定义测试自动化
在任何行业中,自动化通常被解释为自动处理流程,而这些流程几乎不需要人工干预。在软件行业,测试自动化意味着使用许可版本或开源的自动化工具对软件应用程序执行各种测试。用技术术语来说,测试自动化框架是一组定制的交互式组件,它们有助于执行脚本化测试和全面报告测试的结果。
不同类型的框架
团队根据团队规模、经验水平、用户需求等因素来选择测试框架,可以分成不同的测试框架类型。
1、线性框架
这是最基本的框架类型。它通常被称为“记录和回放(record and playback)”框架。
在这个过程中,测试代码的创建和执行是按线性或顺序编写的——测试人员手动记录每一个步骤,并自动回放记录的脚本。这些步骤包括导航、用户输入和检查点。它最适合小型应用程序或团队。
在此过程中,测试代码的创建和执行以线性或顺序方式编写-测试人员手动记录每个步骤并自动播放记录的脚本。这些步骤包括导航,用户输入和检查点。最适合小型应用程序或小团队。
优点:线性框架最大的好处是生成测试用例的速度快,直接录制;无须代码基础,无须手动编写测试代码,因此门槛较低、易于上手。
缺点:然而线性框架的不足之处也很明显:录制的脚本是固定的(hardcode),不可重用。这意味着,当应用发生微小变化时,上一次录制的脚本可能就无法使用了,需要重新录制(rework),从而产生大量的后期维护成本。
2、基于模块化的框架
顾名思义,此框架允许将被测应用程序划分为单独的模块,单元或部分。每个模块都会为它们创建独立的测试脚本。因此,每个模块及其测试脚本的组合可以构建代表各种测试案例的更大的测试。
优点:该框架在创建模块时使用抽象。因此,应用程序更改将只影响与它们相关联的测试脚本所涉及的模块,而不影响其他部分。
高度的模块化,这使得维护更加容易且具有成本效益
创建测试用例所需的精力最少,因为可以重复使用不同模块的测试脚本。
缺点:如果没有语言开发基础,则建立框架可能会很困难。
由于将数据硬编码到测试脚本中,因此无法重复使用数据集——因为测试是单独执行的。
3、库结构框架
该库体系结构框架建立在模块化框架的基础上,但具有其他好处。这样做的好处是,它不仅可以将被测应用程序划分为测试脚本,还可以将测试脚本中的相似任务划分为通用功能。
然后创建一个库,该库构成了 AUT 的常用功能,可以在需要时由测试脚本调用。
优点:高度的模块化,这使得测试维护简单且预算友好。
它具有高度的可重用性,因为它的公共函数库可以被几个测试脚本使用。
缺点:框架中引入的库使其更加复杂。
测试数据也被硬编码到测试脚本中。

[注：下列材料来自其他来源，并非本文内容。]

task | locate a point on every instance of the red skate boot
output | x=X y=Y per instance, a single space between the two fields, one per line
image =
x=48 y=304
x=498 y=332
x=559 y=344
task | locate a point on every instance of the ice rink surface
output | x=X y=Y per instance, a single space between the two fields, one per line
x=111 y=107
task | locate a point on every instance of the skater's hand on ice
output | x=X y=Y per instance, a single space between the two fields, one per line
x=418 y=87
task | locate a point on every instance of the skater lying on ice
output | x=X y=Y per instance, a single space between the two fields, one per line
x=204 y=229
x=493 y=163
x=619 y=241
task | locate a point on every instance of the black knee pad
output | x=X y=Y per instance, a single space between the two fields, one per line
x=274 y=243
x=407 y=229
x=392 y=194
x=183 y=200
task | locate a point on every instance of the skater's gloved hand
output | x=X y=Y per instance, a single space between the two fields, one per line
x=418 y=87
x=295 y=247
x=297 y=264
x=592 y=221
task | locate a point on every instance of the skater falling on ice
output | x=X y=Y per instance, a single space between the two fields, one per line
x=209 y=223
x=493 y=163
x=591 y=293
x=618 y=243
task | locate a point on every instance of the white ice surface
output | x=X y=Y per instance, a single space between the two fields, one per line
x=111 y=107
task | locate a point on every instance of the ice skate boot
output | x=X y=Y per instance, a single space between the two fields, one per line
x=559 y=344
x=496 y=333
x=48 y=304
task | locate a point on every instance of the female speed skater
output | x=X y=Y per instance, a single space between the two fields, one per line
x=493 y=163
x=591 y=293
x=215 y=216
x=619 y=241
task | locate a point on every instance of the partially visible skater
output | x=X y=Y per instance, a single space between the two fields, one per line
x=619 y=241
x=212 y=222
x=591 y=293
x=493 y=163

因此,数据中的更改必须适用于测试脚本。
测试脚本的开发需要更多的时间和技术。
4、数据驱动框架
在数据驱动框架中,测试数据和测试脚本是分离的。在许多测试场景中,需要使用不同的测试数据多次测试同一功能或特性。如果测试数据是 hardcode 进测试脚本的,那么每更换一次测试数据都需要修改测试脚本。这是很大的工作量。此时,可以使用数据驱动框架。具体来说,测试脚本是固定的,而测试数据可以从外部的数据文件,以 Excel、CSV、SQL 等形式作为参数传入测试脚本。这样,我们只需要维护一份脚本和一份数据文件即可。
优点:总体来说,这种框架最大的好处就是易于维护。
测试脚本中的任何更改都不会影响测试数据。因此,可以避免对数据进行硬编码。
可以使用多组数据进行测试。
可以通过更改外部数据库中的测试数据来测试各种测试方案,从而减少所需的测试脚本数量。
缺点:准备和计划框架的通用测试脚本,识别与格式化测试数据需要花费时间。
框架设计的使用需要经验丰富的测试人员,因为它的复杂性,需要具备多种编程语言知识。
5、关键字驱动框架
该框架是数据驱动框架的扩展。测试数据和测试脚本也被分离,不同的是,该框架要更进一步地将测试脚本中的通用功能剥离出来,形成关键词(keyword)。测试脚本本质上就是对一系列通用的或者自定义的关键词的调用。这样做的好处是关键词可以在多个测试中复用,并且测试脚本更加易于维护。不过,实现这样一个框架并非易事。
优点:与数据驱动不同,运行此框架不需要脚本知识。
可以独立于被测应用程序构建测试脚本。
一个关键字可以在多个测试脚本中使用。因此该代码是可重用的。
缺点:设计框架和维护关键字对自动化的专业知识要求比较高。
实现该框架的成本相对较高,而且设置起来也比较耗时和复杂。
综上所述,实现用于自动化测试的框架需要选择一种灵活的工具。该工具应支持广泛的应用程序,并满足测试要求。另外,应该有正确的策略来定义应该自动化哪些部分。
自动化框架的主要组件
大多数功能强大且性能卓越的测试自动化框架(无论是开源还是商业的),则必须考虑包括构成其核心的某些组件。
基于各种测试的理想测试自动化框架的主要组成部分是:
·测试库
· 单元测试
· 单元测试库可用于塑造任何测试自动化框架的重要组成部分。需要它用于:
· 通过特定的形式注释定义使用的测试方法
· 执行影响自动化测试最终结果的断言
· 运行简单明了的测试
集成和端到端测试
在执行集成和端到端测试自动化时,通常建议保证现有测试库提供的功能是稳定的。由应用程序的 UI 驱动的 API 级别的测试需要使与被测应用程序进行交互变得更加容易的组件,因为它不可避免的需要用到编码的工作。因此可以花更多精力专注于其他方面的工作。
行为驱动开发
专用于 BDD 的库以行为规范为目标,以可执行代码的形式创建可执行规范。在这里,可以将不同的功能和预期行为场景转换为代码,尽管它们不能像测试工具直接与被测应用程序进行交互那样工作。它们可作为 BDD 流程的支持,以创建与自动化测试的范围和意图一致的实时文档。
测试数据管理
在软件测试自动化和测试创建过程中,最大的挑战是利用测试数据管理系统。随着自动化测试数量的增加,始终存在确保执行特定测试所需的某些测试数据可用或创建的问题。面临的挑战是,没有针对此问题的万无一失的解决方案,这需要一种可靠的测试数据管理方法来使自动化工作取得成功。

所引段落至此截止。